What is Supervised Learning?

Supervised learning is a category of machine learning that uses labeled datasets to train algorithms to predict outcomes and recognize patterns. Unlike unsupervised learning, supervised learning algorithms are given labeled training to learn the relationship between the input and the outputs.

Supervised machine learning algorithms make it easier for organizations to create complex models that can make accurate predictions. As a result, they are widely used across various industries and fields, including healthcare, marketing, financial services, and more.

Here, we’ll cover the fundamentals of supervised learning in AI, how supervised learning algorithms work, and some of its most common use cases.

New customers get up to $300 in free credits to try Vertex AI and other Google Cloud products.

Get started for free Learn about Vertex AI

How does supervised learning work?

The data used in supervised learning is labeled — meaning that it contains examples of both inputs (called features) and correct outputs (labels). The algorithms analyze a large dataset of these training pairs to infer what a desired output value would be when asked to make a prediction on new data.

For instance, let’s pretend you want to teach a model to identify pictures of trees. You provide a labeled dataset that contains many different examples of types of trees and the names of each species. You let the algorithm try to define what set of characteristics belongs to each tree based on the labeled outputs. You can then test the model by showing it a tree picture and asking it to guess what species it is. If the model provides an incorrect answer, you can continue training it and adjusting its parameters with more examples to improve its accuracy and minimize errors.

Once the model has been trained and tested, you can use it to make predictions on unknown data based on the previous knowledge it has learned.

Types of supervised learning

Supervised learning in machine learning is generally divided into two categories: classification and regression.

Classification

Classification algorithms are used to group data by predicting a categorical label or output variable based on the input data. Classification is used when output variables are categorical, meaning there are two or more classes.

One of the most common examples of classification algorithms in use is the spam filter in your email inbox. Here, a supervised learning model is trained to predict whether an email is spam or not with a dataset that contains labeled examples of both spam and legitimate emails. The algorithm extracts information about each email, including the sender, the subject line, body copy, and more. It then uses these features and corresponding output labels to learn patterns and assign a score that indicates whether an email is real or spam.

Regression

Regression algorithms are used to predict a real or continuous value, where the algorithm detects a relationship between two or more variables.

A common example of a regression task might be predicting a salary based on work experience.

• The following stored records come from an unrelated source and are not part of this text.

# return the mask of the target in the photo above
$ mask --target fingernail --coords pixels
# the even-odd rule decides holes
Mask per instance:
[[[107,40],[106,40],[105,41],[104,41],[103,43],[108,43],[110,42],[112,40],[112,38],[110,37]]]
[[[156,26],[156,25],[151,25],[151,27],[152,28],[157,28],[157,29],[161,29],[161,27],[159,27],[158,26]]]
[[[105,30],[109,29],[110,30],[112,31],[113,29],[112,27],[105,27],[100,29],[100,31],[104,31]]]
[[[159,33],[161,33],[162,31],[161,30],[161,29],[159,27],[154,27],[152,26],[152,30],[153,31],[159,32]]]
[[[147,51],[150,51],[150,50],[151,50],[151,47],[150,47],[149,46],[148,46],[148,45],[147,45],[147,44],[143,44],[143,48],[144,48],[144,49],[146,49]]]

For instance, a supervised learning algorithm would be fed inputs related to work experience (e.g., length of time, the industry or field, location, etc.) and the corresponding assigned salary amount. After the model is trained, it could be used to predict the average salary based on work experience.

Real world supervised learning examples

Supervised learning models can be used for a number of different business use cases that hep address a wide range of problems. Common supervised learning examples include the following:

Risk assessment: Supervised machine learning models can help banks and other financial services companies determine whether customers are likely to default loans, helping to minimize risk in their portfolios.
Image classification: Supervised machine learning algorithms are often trained to classify objects in images and videos. For example, an algorithm might be used to recognize a person in an image and automatically tag them on a social media platform.
Fraud detection: Supervised learning underpin many fraud detection systems, enabling enterprises to recognize fraudulent activity. These models are trained on datasets that contain both fraudulent and non-fraudulent activity so they can be used to flag suspicious activity in real time.
Recommendation systems: Supervised learning algorithms are used by online platforms and streaming services to power recommendations based on previous customer behavior or shopping history. The models extract important information about a user's behavior and suggest similar products and content.

Supervised learning vs. unsupervised learning

When it comes to understanding the difference between supervised learning vs. unsupervised learning, the primary difference is the type of input data used to train the model. Supervised learning uses labeled training datasets to try and teach a model a specific, pre-defined goal.

By comparison, unsupervised learning uses unlabeled data and operates autonomously to try and learn the structure of the data without being given any explicit instructions.